China es fascinante, inmensa, cautivadora, plena de colores y sabores, de aromas y de historia. China no es sólo superpotencia económica sino también un destino ineludible y obligado para cualquier viajero; es el Gran Viaje que todos queremos cumplir, lleno de exotismo y de modernidad, un contraste que sus habitantes parecen disfrutar, una una sociedad que ha cambiado muy rápidamente, pero que de ningún modo quiere renunciar a sus creencias y tradiciones.

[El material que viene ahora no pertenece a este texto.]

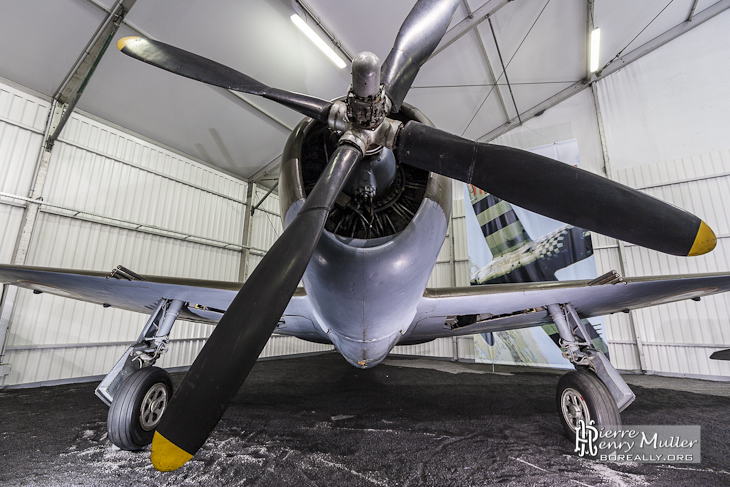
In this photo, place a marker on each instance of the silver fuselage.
(364, 293)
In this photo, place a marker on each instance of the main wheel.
(137, 408)
(583, 396)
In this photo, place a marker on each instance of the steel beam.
(267, 170)
(485, 56)
(470, 22)
(245, 239)
(611, 68)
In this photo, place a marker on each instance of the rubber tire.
(123, 426)
(601, 405)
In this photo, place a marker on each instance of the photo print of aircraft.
(370, 161)
(516, 258)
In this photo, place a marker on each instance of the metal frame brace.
(150, 345)
(581, 353)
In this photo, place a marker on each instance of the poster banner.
(508, 244)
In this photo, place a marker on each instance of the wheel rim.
(574, 408)
(153, 405)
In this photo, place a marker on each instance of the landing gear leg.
(136, 392)
(595, 391)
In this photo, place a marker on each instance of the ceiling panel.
(454, 89)
(42, 40)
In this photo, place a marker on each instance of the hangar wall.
(665, 123)
(110, 198)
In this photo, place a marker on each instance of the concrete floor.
(317, 421)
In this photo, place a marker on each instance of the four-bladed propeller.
(534, 182)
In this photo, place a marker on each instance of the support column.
(30, 214)
(621, 249)
(64, 102)
(246, 238)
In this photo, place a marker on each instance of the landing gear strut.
(136, 392)
(595, 391)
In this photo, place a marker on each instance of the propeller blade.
(417, 38)
(196, 67)
(557, 190)
(232, 349)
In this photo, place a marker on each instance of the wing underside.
(441, 312)
(498, 307)
(206, 300)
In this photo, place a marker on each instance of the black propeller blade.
(557, 190)
(417, 38)
(232, 349)
(196, 67)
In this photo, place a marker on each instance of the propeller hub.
(367, 104)
(366, 75)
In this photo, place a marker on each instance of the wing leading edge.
(498, 307)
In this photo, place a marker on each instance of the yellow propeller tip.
(166, 456)
(705, 240)
(122, 43)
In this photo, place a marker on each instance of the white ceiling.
(543, 44)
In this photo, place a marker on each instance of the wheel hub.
(153, 405)
(574, 408)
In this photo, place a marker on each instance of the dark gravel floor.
(317, 421)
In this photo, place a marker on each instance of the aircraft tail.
(500, 226)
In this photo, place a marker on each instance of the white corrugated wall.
(112, 198)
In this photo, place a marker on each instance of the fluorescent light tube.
(318, 41)
(595, 48)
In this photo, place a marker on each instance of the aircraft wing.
(207, 300)
(498, 307)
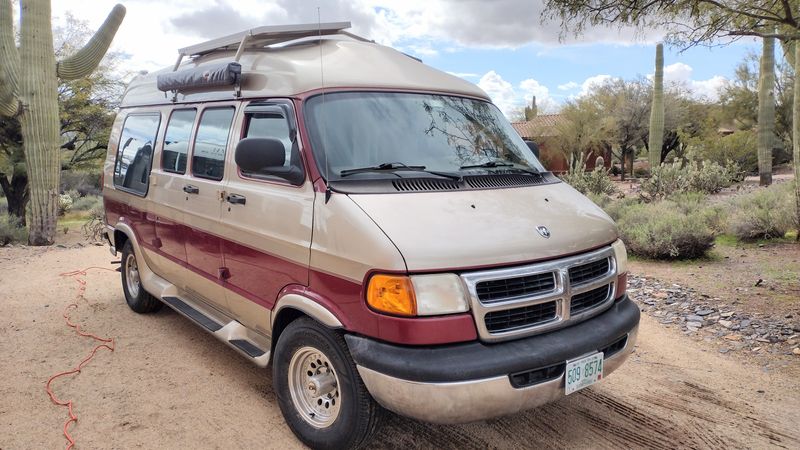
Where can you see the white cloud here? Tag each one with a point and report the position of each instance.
(681, 74)
(591, 83)
(510, 98)
(153, 30)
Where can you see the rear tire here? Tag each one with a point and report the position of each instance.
(345, 415)
(137, 298)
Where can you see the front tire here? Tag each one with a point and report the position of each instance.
(137, 298)
(319, 391)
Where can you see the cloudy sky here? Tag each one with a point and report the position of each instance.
(498, 44)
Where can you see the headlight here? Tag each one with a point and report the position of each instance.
(417, 295)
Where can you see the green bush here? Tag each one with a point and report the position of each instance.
(763, 214)
(663, 230)
(739, 147)
(88, 203)
(11, 230)
(595, 181)
(707, 177)
(87, 183)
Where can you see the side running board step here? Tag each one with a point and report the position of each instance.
(247, 347)
(193, 314)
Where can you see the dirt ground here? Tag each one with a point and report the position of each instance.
(171, 385)
(757, 278)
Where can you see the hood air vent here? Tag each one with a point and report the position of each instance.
(505, 180)
(425, 184)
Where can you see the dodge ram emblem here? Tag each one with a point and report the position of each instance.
(543, 231)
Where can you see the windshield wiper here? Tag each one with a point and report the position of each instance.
(489, 164)
(396, 167)
(501, 164)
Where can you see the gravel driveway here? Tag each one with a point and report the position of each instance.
(170, 385)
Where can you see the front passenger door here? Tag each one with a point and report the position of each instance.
(270, 218)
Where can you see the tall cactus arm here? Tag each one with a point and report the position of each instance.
(9, 104)
(788, 51)
(9, 69)
(86, 59)
(656, 136)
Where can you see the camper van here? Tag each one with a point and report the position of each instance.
(371, 228)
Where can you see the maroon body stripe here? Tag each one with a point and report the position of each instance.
(263, 278)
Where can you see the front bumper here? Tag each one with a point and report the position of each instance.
(475, 381)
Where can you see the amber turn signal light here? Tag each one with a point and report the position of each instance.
(392, 294)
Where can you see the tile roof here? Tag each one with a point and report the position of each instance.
(543, 125)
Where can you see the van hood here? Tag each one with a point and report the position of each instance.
(472, 229)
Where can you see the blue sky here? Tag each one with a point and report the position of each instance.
(501, 45)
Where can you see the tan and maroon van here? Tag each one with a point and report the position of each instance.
(372, 227)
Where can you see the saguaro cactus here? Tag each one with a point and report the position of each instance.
(28, 91)
(656, 138)
(766, 111)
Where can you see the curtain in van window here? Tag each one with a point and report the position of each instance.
(176, 141)
(135, 152)
(208, 157)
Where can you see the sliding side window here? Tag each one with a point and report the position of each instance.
(135, 152)
(208, 155)
(176, 141)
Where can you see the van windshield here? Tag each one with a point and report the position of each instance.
(385, 132)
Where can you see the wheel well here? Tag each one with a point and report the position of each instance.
(285, 317)
(120, 239)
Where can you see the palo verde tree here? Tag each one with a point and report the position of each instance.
(696, 22)
(656, 131)
(29, 91)
(86, 112)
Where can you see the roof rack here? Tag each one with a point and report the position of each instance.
(260, 37)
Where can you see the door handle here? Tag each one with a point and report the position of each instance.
(236, 199)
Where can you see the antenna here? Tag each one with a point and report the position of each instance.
(322, 117)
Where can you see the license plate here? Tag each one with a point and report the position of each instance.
(583, 372)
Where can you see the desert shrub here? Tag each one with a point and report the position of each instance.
(763, 214)
(739, 147)
(664, 180)
(11, 230)
(86, 183)
(595, 181)
(87, 203)
(706, 177)
(64, 203)
(666, 230)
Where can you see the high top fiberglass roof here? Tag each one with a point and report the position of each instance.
(285, 61)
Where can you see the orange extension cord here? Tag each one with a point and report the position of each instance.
(105, 343)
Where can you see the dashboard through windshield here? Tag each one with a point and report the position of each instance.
(377, 134)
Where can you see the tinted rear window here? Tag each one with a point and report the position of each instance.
(208, 156)
(176, 141)
(135, 152)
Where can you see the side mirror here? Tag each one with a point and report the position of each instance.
(257, 154)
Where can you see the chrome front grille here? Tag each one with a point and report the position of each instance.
(493, 290)
(526, 300)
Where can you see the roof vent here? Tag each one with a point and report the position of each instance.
(424, 184)
(496, 180)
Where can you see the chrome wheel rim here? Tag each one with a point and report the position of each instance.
(132, 275)
(314, 387)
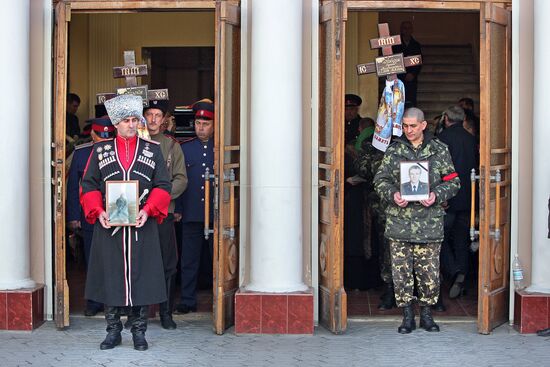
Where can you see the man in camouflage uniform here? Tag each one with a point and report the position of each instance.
(415, 229)
(366, 166)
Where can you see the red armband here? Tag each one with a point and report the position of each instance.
(450, 176)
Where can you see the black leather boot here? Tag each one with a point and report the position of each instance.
(165, 308)
(387, 300)
(132, 312)
(139, 327)
(426, 320)
(439, 306)
(114, 327)
(408, 323)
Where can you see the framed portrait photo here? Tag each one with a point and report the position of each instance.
(415, 183)
(122, 203)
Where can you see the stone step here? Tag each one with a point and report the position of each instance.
(443, 68)
(447, 59)
(448, 87)
(448, 77)
(446, 50)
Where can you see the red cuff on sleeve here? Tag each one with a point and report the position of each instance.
(92, 205)
(157, 204)
(450, 176)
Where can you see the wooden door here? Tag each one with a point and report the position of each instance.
(226, 164)
(332, 296)
(496, 131)
(61, 288)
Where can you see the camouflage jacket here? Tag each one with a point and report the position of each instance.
(366, 166)
(415, 222)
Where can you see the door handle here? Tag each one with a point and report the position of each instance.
(231, 231)
(207, 177)
(473, 232)
(498, 180)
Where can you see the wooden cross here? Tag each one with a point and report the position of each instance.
(130, 71)
(388, 65)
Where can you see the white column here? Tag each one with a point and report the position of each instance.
(540, 278)
(276, 146)
(14, 147)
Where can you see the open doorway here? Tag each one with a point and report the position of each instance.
(178, 59)
(450, 44)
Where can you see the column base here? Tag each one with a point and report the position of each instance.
(274, 313)
(22, 309)
(531, 312)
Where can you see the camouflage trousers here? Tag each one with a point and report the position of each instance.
(384, 257)
(415, 261)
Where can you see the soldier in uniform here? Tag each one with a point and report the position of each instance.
(126, 266)
(199, 155)
(155, 115)
(415, 229)
(101, 129)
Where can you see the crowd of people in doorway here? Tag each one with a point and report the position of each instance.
(133, 266)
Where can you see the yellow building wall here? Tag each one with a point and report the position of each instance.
(360, 28)
(97, 42)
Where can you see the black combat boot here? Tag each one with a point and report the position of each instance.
(387, 300)
(132, 312)
(408, 323)
(426, 320)
(114, 327)
(139, 327)
(439, 306)
(165, 308)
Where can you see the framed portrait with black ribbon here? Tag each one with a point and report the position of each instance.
(415, 183)
(121, 202)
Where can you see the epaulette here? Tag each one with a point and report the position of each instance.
(103, 140)
(85, 145)
(437, 141)
(172, 138)
(187, 140)
(150, 141)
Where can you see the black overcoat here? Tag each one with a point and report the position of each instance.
(126, 269)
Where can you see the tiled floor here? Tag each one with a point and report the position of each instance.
(365, 303)
(360, 303)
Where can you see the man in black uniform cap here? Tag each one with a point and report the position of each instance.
(155, 114)
(199, 155)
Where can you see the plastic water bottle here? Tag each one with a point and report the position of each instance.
(517, 272)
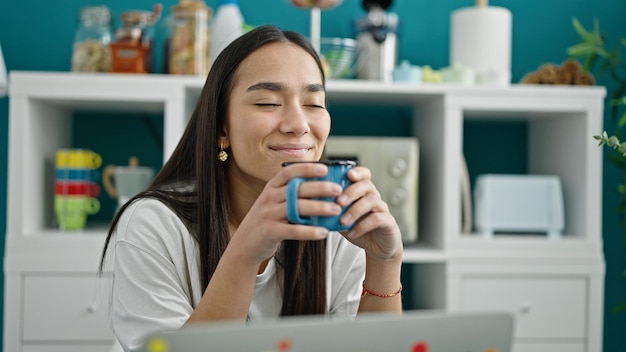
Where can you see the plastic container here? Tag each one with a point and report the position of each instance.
(226, 27)
(132, 50)
(189, 39)
(91, 51)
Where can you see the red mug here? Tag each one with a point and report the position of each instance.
(77, 188)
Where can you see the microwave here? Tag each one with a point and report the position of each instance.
(394, 163)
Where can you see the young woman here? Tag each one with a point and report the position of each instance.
(209, 239)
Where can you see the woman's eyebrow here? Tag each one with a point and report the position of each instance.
(276, 87)
(273, 86)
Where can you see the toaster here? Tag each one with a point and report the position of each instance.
(518, 204)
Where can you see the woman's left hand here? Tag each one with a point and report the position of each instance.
(376, 230)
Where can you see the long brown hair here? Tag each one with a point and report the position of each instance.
(194, 184)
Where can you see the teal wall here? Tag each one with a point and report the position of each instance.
(37, 35)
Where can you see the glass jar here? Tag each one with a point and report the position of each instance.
(91, 50)
(132, 50)
(189, 39)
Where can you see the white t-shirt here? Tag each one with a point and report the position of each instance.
(157, 284)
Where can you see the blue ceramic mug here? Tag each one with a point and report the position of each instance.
(338, 173)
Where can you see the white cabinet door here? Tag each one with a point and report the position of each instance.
(60, 307)
(550, 307)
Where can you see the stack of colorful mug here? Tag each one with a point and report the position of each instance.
(76, 187)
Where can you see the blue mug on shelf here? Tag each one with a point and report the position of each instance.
(338, 173)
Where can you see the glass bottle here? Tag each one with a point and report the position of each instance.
(91, 51)
(189, 39)
(132, 49)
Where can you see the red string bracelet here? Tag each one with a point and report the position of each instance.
(381, 295)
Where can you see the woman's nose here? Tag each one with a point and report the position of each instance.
(295, 121)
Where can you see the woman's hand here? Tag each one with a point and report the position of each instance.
(376, 230)
(266, 225)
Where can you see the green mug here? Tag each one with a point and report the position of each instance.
(72, 211)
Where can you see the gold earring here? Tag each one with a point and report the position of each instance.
(222, 155)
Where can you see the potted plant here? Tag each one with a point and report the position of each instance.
(608, 66)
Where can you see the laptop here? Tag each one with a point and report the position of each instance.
(413, 331)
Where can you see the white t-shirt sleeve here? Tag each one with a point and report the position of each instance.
(152, 290)
(344, 278)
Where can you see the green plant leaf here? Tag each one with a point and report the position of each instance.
(581, 49)
(622, 121)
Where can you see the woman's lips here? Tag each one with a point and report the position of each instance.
(292, 149)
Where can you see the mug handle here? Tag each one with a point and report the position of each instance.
(92, 205)
(292, 202)
(107, 181)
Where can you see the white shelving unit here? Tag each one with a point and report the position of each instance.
(554, 286)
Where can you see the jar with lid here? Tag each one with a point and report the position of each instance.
(91, 50)
(189, 39)
(132, 50)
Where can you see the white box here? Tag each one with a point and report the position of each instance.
(518, 203)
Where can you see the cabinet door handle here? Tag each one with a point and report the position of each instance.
(525, 308)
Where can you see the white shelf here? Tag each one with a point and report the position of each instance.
(561, 122)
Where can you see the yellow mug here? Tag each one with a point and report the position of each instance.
(78, 158)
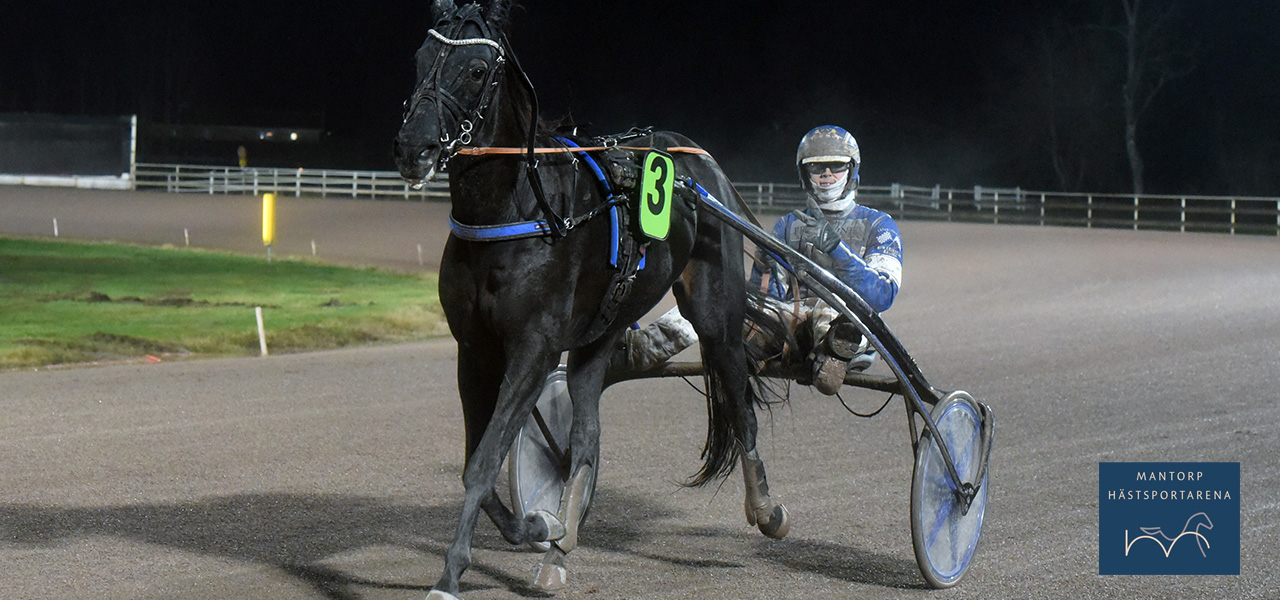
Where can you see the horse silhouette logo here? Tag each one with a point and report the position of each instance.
(1194, 525)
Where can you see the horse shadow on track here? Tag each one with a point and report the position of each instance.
(298, 534)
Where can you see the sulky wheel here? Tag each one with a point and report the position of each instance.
(944, 537)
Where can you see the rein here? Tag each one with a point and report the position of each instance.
(510, 150)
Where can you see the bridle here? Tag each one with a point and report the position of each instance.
(467, 119)
(432, 86)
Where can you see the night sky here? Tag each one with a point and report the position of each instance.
(955, 94)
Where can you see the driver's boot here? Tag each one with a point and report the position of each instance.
(832, 356)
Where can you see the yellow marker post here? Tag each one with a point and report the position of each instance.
(268, 223)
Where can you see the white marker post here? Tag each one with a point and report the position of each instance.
(261, 330)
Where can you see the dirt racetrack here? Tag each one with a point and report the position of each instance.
(334, 475)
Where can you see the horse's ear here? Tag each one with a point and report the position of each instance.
(440, 8)
(497, 14)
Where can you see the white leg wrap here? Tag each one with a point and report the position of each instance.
(554, 526)
(659, 340)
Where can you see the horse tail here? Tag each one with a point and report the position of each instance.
(763, 331)
(730, 417)
(723, 418)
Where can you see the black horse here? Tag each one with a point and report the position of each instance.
(545, 259)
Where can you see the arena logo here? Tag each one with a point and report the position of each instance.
(1169, 518)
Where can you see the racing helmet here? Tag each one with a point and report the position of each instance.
(828, 143)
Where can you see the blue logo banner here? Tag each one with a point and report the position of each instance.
(1169, 518)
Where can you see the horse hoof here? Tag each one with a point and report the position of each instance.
(554, 526)
(551, 577)
(778, 523)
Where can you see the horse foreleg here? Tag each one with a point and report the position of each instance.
(586, 369)
(516, 397)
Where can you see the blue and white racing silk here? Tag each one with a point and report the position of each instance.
(868, 259)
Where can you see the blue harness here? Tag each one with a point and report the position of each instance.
(615, 202)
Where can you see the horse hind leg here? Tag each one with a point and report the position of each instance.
(768, 516)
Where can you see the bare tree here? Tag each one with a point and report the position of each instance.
(1152, 58)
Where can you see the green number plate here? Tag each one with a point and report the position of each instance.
(656, 187)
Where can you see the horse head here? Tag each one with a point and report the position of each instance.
(460, 69)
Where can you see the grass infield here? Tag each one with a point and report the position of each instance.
(67, 302)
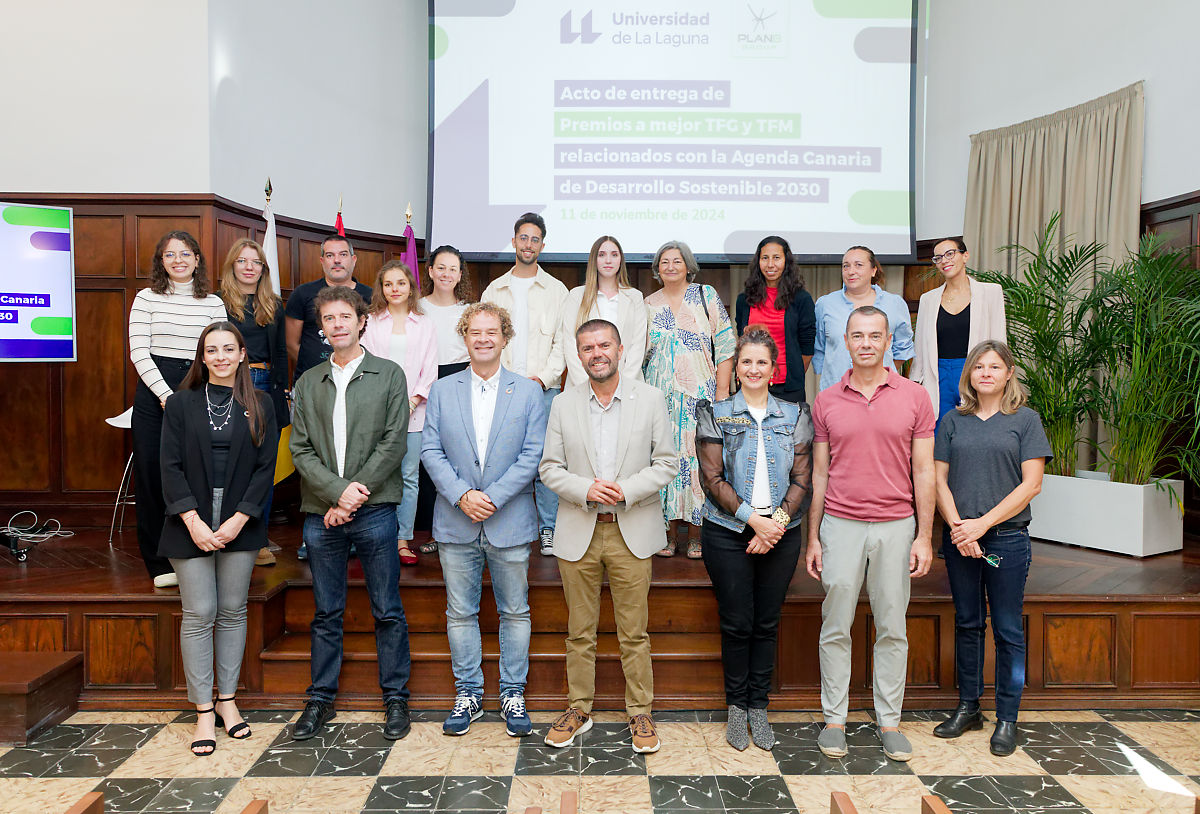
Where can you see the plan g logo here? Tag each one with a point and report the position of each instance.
(762, 31)
(567, 35)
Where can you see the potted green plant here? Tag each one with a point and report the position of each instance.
(1048, 307)
(1125, 351)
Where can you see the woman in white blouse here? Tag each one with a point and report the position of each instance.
(605, 294)
(166, 323)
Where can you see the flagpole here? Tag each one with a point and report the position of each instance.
(271, 245)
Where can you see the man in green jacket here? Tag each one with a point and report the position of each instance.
(349, 430)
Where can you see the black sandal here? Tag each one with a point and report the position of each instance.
(207, 742)
(235, 732)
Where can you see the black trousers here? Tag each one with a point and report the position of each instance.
(147, 425)
(750, 591)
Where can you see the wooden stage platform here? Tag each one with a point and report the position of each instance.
(1102, 630)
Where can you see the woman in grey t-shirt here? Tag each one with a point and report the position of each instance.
(989, 456)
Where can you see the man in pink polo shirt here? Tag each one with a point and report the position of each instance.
(873, 449)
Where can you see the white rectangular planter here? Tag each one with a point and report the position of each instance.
(1091, 512)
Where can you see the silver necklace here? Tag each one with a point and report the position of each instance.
(217, 411)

Son casi 10.000 kilómetros los que separan nuestro país del gigante asiático. Pero la diferencia no es sólo espacial. Yo recomiendo haber viajado antes, como mínimo; a dos países de Asia antes de pisar tierra china, ya que de esta manera algunas singularidades no nos serán tan ajenas. Pero ya iremos desgranando estas perlas orientales que aún habiendo recorrido gran parte de Asia me chocaron y sorprendieron.
Volamos mientras en China era de noche, con lo que haciendo un esfuerzo, conseguimos ajustar nuestro reloj biológico para adaptar nuestro esquema de sueño a nuestro país de destino. Tras recogernos en el aeropuerto de Pekín nos llevaron al hotel, donde dejamos las maletas y comenzamos a visitar la capital china.
Teníamos día libre así que aprovechamos para conocer algunos lugares que no estarían en nuestro guion de viaje.
Pekín cuenta con una red de casi 900 kilómetros y 27 líneas, lo que hacen de él el más extenso del mundo, y mueve a unos 8,5 millones de viajeros diarios.
El precio oscila entre 3 ¥ (0,40 €) y 10 ¥ (1,30 €) por trayecto y permite transbordos ilimitados. El funcionamiento es el mismo que cualquier otro metro del mundo, y el nombre de las paradas está escrito en caracteres chinos y latinos, por lo que no hay pérdida posible.
Nuestro primer punto de interés es el Templo de los Lamas, al que se llega usando la línea 2.
Una vez en la superficie nos dirigimos al templo y tras adquirir la entrada nos unimos a las ya considerables colas que desde temprano se formaban en su acceso.
Según los especialistas, el Templo representa el punto álgido de la iconografía y la liturgia del budismo tibetano. Como hemos visto hay que cruzar una serie de pórticos que nos van introduciendo dentro del recinto religioso.
Tras pasar el primero de ellos conocido como la Puerta de la Armonía entramos a un amplio patio con dos pabellones de la Longevidad, que albergan, como iremos viendo a lo largo de nuestro viaje, un tambor a la izquierda y una campana a la derecha.
Tuvimos la suerte de estar en China en el periodo que los vecinos japoneses conocen como "Sakura", en el que los árboles muestran todo el esplendor de la floración.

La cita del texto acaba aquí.